Former Constitutional Review Commission (CRC) chairperson of Prof. Fredrick Edward Ssempebwa, says parliament should not pass a law to deny individual land owners the right to prompt and adequate compensation.
He suggested the revival of land tribunals provided they are headed by a person qualified to hold the position of a magistrates. The tribunals according to Professor Sempebwa should be guided by simple procedures that are not adversarial in nature.
The land tribunals have been in limbo because government could not fund their operations.
Professor Sempebwa says he does not see any sane assembly endorsing the proposals as suggested by government.
The government is considering a change in the Land Acquisition Act so that it can compensate the registered land owners prior and also while the infrastructure development process is on-going.
Under the proposal, if the land owner declines the compensation, the money would be deposited at court as the work goes on.
Sempebwa was invited to the Justice Bamugemeriere lands Inquiry to share some of the findings of his commission whose reference also related to the land question.
He says the Constitution as it is now cannot allow protects individuals from surrendering to government without prompt and adequate compensation.
The government during the Constitutional Review Commission in 2001 had made suggestions about the need for it to acquire land for investors from individuals holding large chunks of land.
It then wanted the land for commercial farming and investors.

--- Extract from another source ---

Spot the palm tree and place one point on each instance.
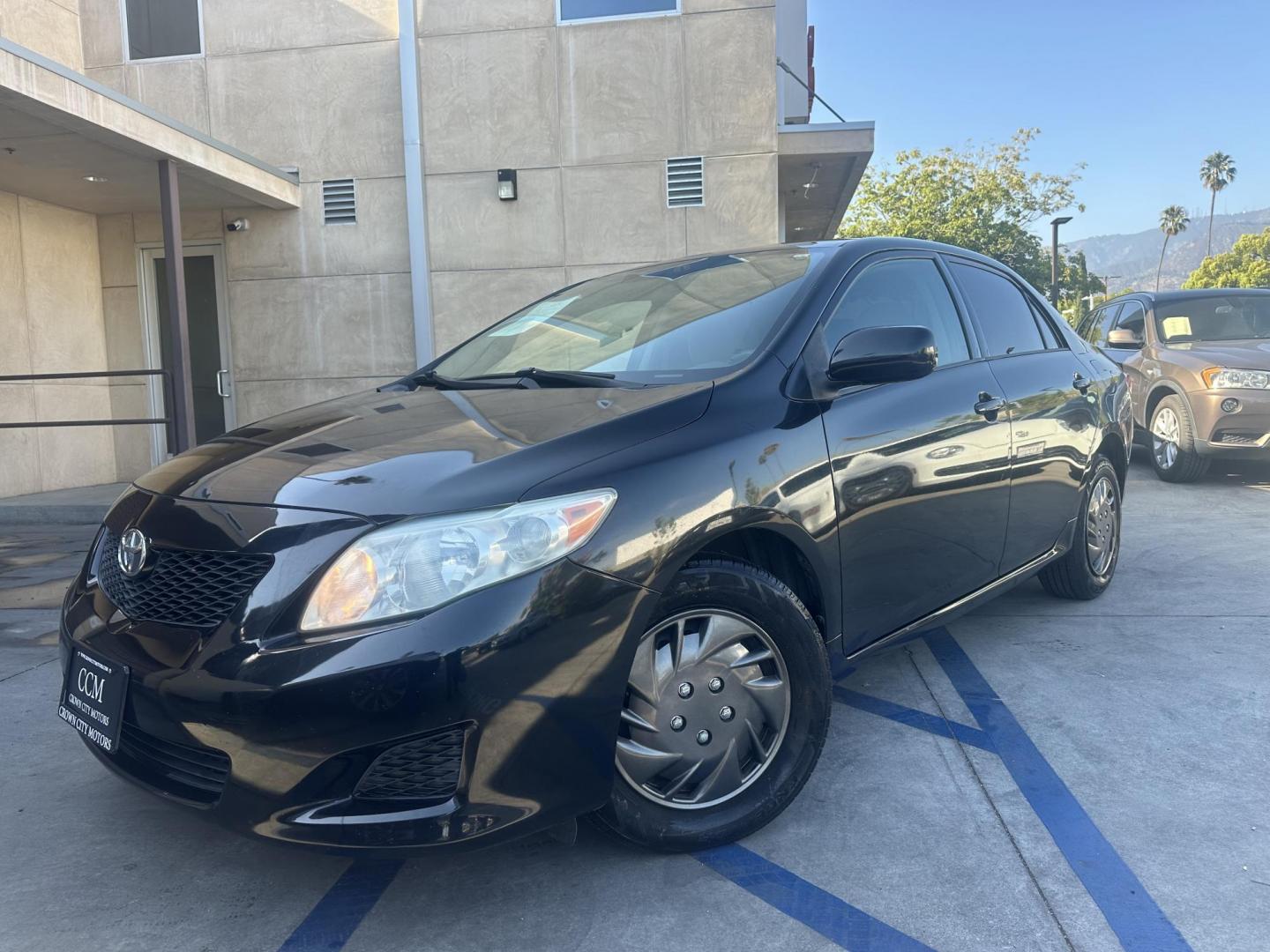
(1172, 221)
(1217, 172)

Sempebwa says his commission in a report submitted in 2003 advised against the government’s suggestion.
He says he does not see what the government would put in place in case parliament removed the compensation and prompt payment article in the constitution.
He wondered what the constitution stand would be like in the event that the article was removed from the constitution.
Professor Sempebwa, was one of the Odoki Commission that gathered views for the 1995 constitution.
He says while the debate on land may have changed now, the issues of adequate and prompt compensation may still remain strong or even stronger given the changing value of land as a commercial commodity.
Professor Sempebwa says the situation is not always that the one acquiring land offers fair compensation. He says the land acquisition process will always have some disputes.
The Land Inquiry commission is also probing into how to address the historical injustice over land in Buganda and Bunyoro.
Sempewa says the government’s main pursuit in resolving the land question has been to address historical injustices. But he says there should be other matters that should be taken care off. He believes the debate over historical injustices is decreasing in relevance.
He says land should be addressed in the context of a highly marketable commodity policy whose tenure system should be informed by the national policy for optimal use of land.
Sempewa says it is high time for the county to look at equity to both the landlord and the occupant in case of the mailo land tenure system rather than simply dealing with historical injustices.
He said what should pursued is to have the occupant to pursue the mail interest through consensual means or adjudicated means in case the consensual means failed.
Sempebwa suggests the situation would be different in the case of land held in trust of the people of Buganda by the Kabaka.
The commission has in the past two week heard from several witnesses that the cause of the current land strife is a result of the fact that landlords are forced to take uneconomic rent.
Sempebwa told the commission that the uneconomic rent was also the cause of grievance during the Constitution Review Commission in 2001.
He suggests the need to review the issue of uneconomic nominal ground rent in Buganda if in order to resolve the current strife.
The Constitutional Review Commission report in 2003 had suggested that the rate should be commensurate with value and user but that was not taken into account when the law was amended in 2010.
The other issue that has come up relates to whether Uganda can do away with the several land tenure systems and adopt one across the entire country. One of the witnesses suggested that it could take over three hundred years for Uganda to revert to a single and tenure system.
Sempebwa is of the view that if the country adopts a land plan with in the land policy, it could be speeded up. He says the land planning currently has not taken into consideration how land is to be utilized.
He says the land plan in Uganda like in Vietnam could set the minimum holding for that land.